9.07.2009

Why Don't You Get Things Started?

Every once in a while, you discover a book that strikes you as the perfect book, made especially for you, the book for which you must surely be the ideal reader. Lethem's Fortress of Solitude felt that way for me, as it touched on many things that mattered to me in my own childhood: comic books and rock music and race relations and urban living and the difficulty of connecting, even to close friends. Even the Fortress' messiness is endearing to me. It's a book that never travels very far from my bedside -- I like having it close.

I may not develop the same emotional attachment to Kermit Culture: Critical Perspectives on Jim Henson's Muppets, but like Fortress it combines two things that unreasonably important to me: Thinking Too Much About Stuff, and The Muppets.

At the risk of sounding like an Onion op ed, I have always had a pretty involved relationship with the Muppets. My father worked at the same Washington, D.C., NBC affiliate where Jim Henson put on his first televised show, and years later when The Muppet Show was being test-marketed, I had an opportunity to see a pilot episode well before the series showed up in syndication. My brother had seen the first episode of Sesame Street. Somehow, as a five- or six-year-old, I'd assembled these different things to mean that Jim Henson and I were distantly related. I had hopes that he might visit at Christmas.* Henson was probably my first hero, and I doubt I've missed an episode, movie, or TV special since the premiere of the show in 1976.

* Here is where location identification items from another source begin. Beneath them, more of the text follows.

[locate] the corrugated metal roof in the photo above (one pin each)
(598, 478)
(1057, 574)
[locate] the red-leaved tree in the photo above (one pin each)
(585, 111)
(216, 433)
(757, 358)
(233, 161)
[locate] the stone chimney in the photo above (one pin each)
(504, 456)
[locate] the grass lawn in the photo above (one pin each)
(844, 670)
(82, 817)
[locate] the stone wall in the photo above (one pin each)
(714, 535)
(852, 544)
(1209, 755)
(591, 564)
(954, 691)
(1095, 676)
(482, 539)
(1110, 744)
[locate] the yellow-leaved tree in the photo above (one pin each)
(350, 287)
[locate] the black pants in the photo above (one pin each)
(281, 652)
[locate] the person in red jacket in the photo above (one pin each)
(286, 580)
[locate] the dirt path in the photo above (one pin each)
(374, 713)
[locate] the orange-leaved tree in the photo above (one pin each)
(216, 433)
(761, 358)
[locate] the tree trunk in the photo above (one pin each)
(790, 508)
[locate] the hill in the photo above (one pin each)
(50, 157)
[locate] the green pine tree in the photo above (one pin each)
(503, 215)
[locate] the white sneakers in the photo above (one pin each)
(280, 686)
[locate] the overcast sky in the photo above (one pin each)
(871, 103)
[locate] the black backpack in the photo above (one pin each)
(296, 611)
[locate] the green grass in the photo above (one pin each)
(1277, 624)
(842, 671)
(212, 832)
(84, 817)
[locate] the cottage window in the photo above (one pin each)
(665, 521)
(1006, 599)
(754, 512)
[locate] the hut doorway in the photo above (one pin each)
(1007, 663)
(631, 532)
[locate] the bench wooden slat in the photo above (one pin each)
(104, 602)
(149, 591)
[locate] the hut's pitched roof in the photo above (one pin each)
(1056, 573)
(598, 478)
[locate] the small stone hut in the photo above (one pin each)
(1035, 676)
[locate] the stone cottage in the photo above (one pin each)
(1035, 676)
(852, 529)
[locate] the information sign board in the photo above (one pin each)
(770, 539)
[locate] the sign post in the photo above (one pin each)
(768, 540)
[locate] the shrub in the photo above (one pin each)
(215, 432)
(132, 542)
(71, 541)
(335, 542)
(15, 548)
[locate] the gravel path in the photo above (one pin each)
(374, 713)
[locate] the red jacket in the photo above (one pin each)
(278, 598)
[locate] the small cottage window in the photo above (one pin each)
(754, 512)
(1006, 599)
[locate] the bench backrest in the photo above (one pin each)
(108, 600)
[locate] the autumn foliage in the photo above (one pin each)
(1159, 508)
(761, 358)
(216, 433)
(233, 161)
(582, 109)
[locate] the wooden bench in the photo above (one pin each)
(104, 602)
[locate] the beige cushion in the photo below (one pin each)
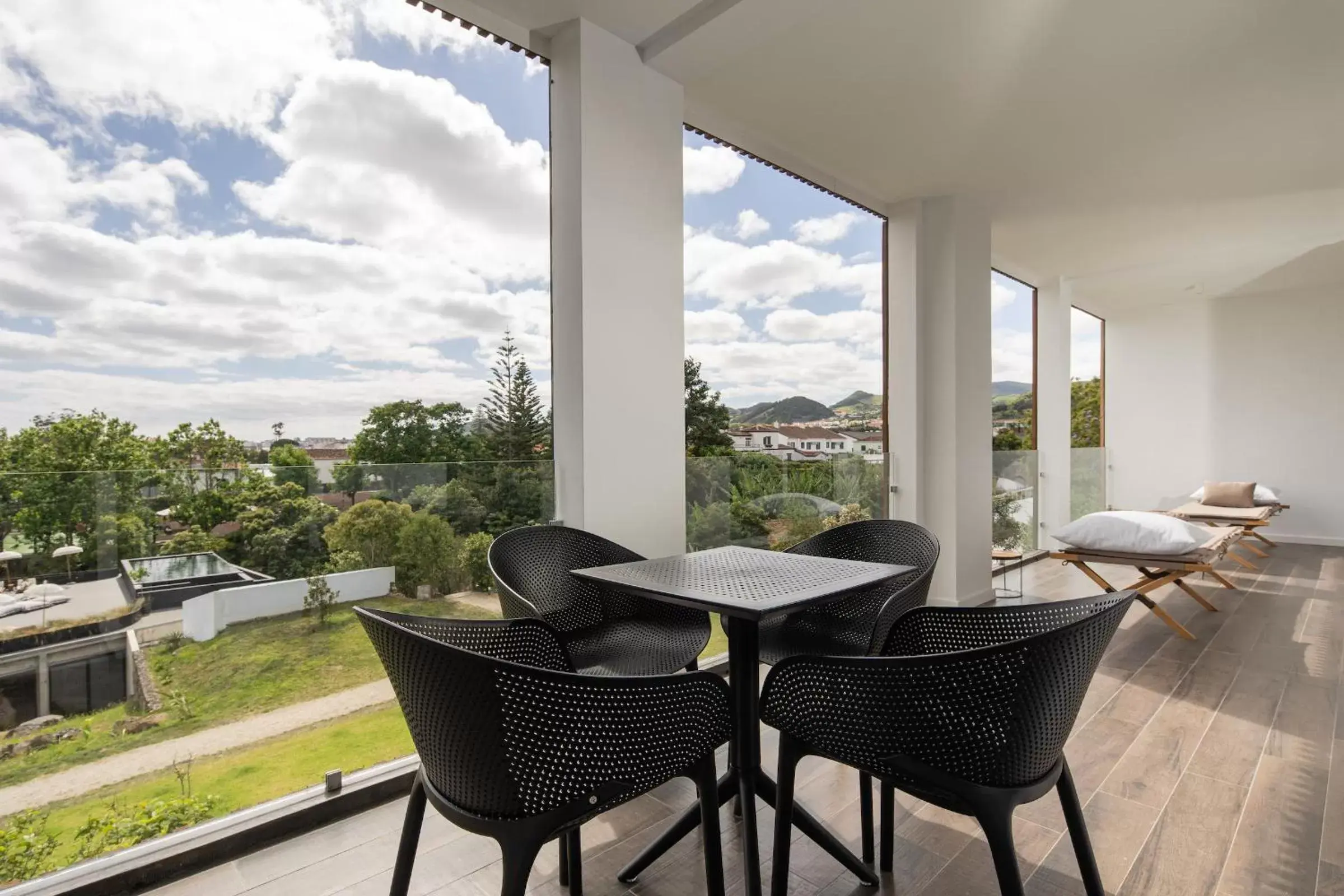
(1230, 493)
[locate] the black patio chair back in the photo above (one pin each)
(967, 707)
(516, 746)
(871, 612)
(531, 568)
(605, 631)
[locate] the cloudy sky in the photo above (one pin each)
(295, 210)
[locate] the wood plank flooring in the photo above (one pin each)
(1205, 767)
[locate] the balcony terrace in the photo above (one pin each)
(1205, 767)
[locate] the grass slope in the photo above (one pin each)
(250, 668)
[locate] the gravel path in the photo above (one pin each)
(112, 770)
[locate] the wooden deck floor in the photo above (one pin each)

So a book which pairs the Muppets with scholarship and critical connections creates an opportunity to tether the seven-year-old me to the 38-year-(at least for another 21 days)-old me. The best of the essays within, to both my academic eye and my seven-year-old patch-covered eye, are "How to Become a Muppet; or, The Great Muppet Paper," by Ben Underwood, "The Muppet Show as Educational Critique," by Julie G. Maudlin, and "Muppets and Money" by Andrew Leal. (Other works worth a mention examine Gonzo the Great as a cultural critic, and Miss Piggy's post-structural feminism.)

Underwood's essay explains, or comes the closest I've seen, why a kid like me would have been so fascinated with the Muppets, arguing that as the show blurs the line between performer and audience. A "Muppet Show" employee (and I'm speaking here of the show within the show) is just as likely to work as a gofer or stage manager as they are to perform, and Statler and Waldorf -- the critics -- also appear as performers. When we see the show's audience, they are not humans but chickens and pigs and weirdos. Further, as the meta-show's audience, we too move from watching the acts on the Muppet Theatre's stage to the goings-on in the wings and in dressing rooms. Thus, Underwood points out, we -- the TV audience -- also become Muppets (or are "Muppetized," in the academic parlance) and therefore share in their dreams and goals -- of which, more below.

Maudlin's chapter argues that The Muppet Show can be seen as a 1970's counter-argument to Sesame Street, suggesting that:
In spite of the gratuitous explosions and excessive nonsense, there is a certain nostalgic sweetness about the Muppets, an implicit compassion that seems to undergird the chaos. . . This particular quality of The Muppet Show brings to light the ... work of Nel Noddings, who challenges us to adopt care-centered curricula and suggests that the post-Sputnik organization of school studies around the academic disciplines is unfair to students because they receive schooling for the head but little for the heart and soul. Perhaps if "a sense of caring" and "positive feelings" were the focus of our educational experiences, the learning process might be a more meaningful and valuable life experience, and, just maybe, we could enjoy a little madness along the way. (178)
Prof. Dryer, were he to read this, would be reaching for his air sickness bag, but I'm alright with it. When one loves the Muppets, one learns to accept a fair amount of hoovy-grooviness.

Leal's chapter, "Muppets and Money," traces Henson's history as a businessman, negotiator, and creator, but also refutes some of that hooviness and/or grooviness. (Some of this is also addressed in Underwood's chapter.) Sure, Henson had long hair and beard and would have, if given a little bit more time on Earth, saved us all through puppetry, but he was also a capitalist, just as his Muppets are capitalists. Kermit and Company's goal, in their trek towards Hollywood in The Muppet Movie, was -- after all -- to become "rich and famous." What was important, Kermit claimed, was sharing one's dreams with others, creating togetherness and inclusion, accepting people (or chickens or pigs or weirdos) for who and what they were.

Each Muppet story, in its way, is an origin story: here's how the Muppets came together to get to Hollywood, solve a jewel heist, put on a show, change Scrooge for the better, help Gonzo learn about himself, whatever. The TV shows and the movies all demonstrate, to those of us who feel different or misunderstood or lonely, that it is possible to choose one's own family, to find a place where we belong, to accept our own weirdness, to connect. "Someday," Kermit tells the lovers and the dreamers, "we'll find it."

* If you should ever need to hear an embarrassing story about me, say the words "Christmas" and "Muppets" within hearing range of my parents. Or the word "Scooter" would do just as well.